Granin yüzünü buruşturuyor ve bir tarafa tükürüyor.
(Kahretsin. Benim için yaklaşan çatışmadan kaçınmanın hiçbir yolu yok. Hayatta kalmamızı nasıl açıklayacağımdan bile emin değilim.)
(Her zaman benimle gelebilirsin) teklif ediyorum.
(Hayır, teşekkürler) diye karşı çıkıyor, (Sana kötü davranıldığını ve yaklaşan çatışmanın senin yüzünden olmadığını biliyorum, ama sanırım Shapers'a geri dönüp Tarikatı sağlam bir temele oturtmaya çalışacağım.
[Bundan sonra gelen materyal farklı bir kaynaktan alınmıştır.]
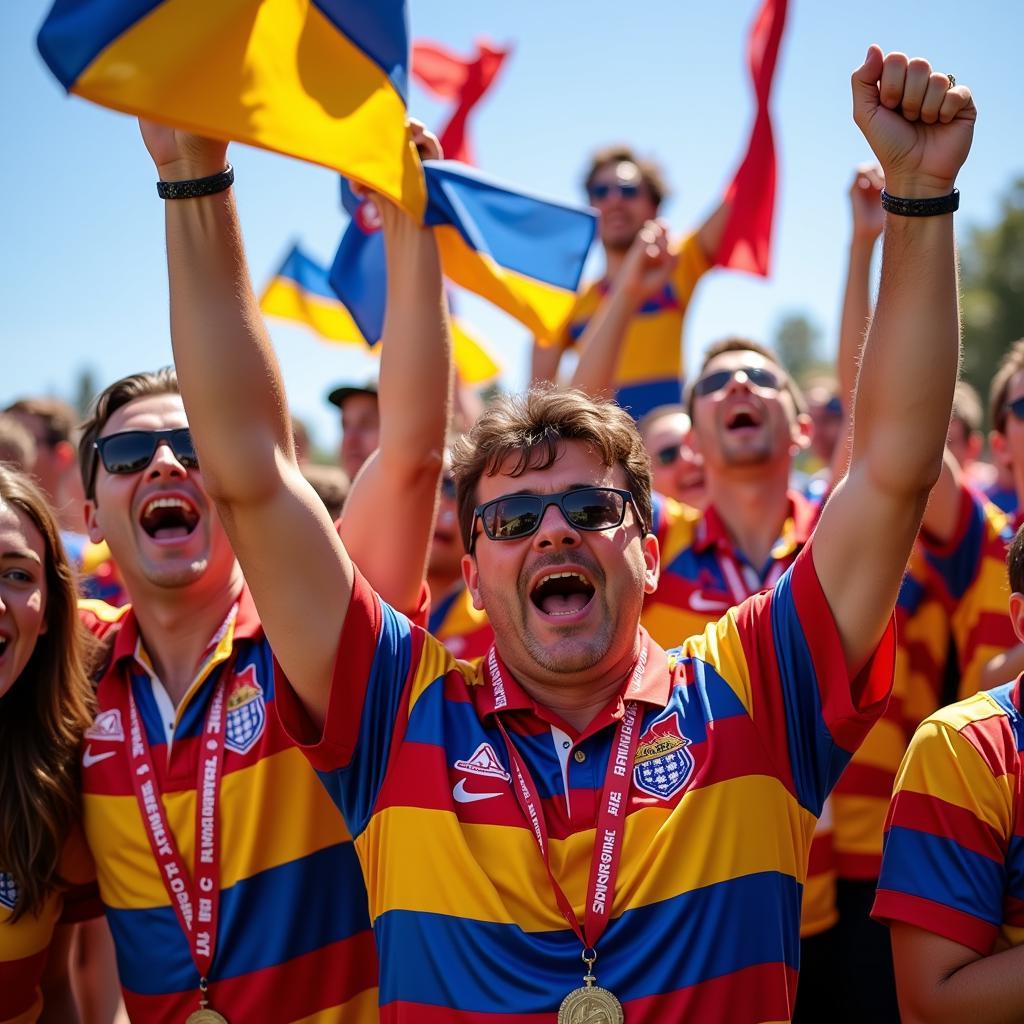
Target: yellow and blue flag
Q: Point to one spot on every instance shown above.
(300, 292)
(522, 253)
(322, 80)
Ben kendi halkına karşı savaşabilecek türde bir Golgari değilim.)
(Yeterince adil. Bunu senden isteyemezdim.)
Hayal kırıklığı yaratıyor. Her şeye rağmen Granin benim için adeta bir akıl hocası oldu. Ama seçimini anlıyorum ve onun için yalnızca en iyisini dileyebilirim.
(O yüzden onun yerine bu iki aptalı seninle göndereceğim,) Torrina ve Corun'u işaret ediyor.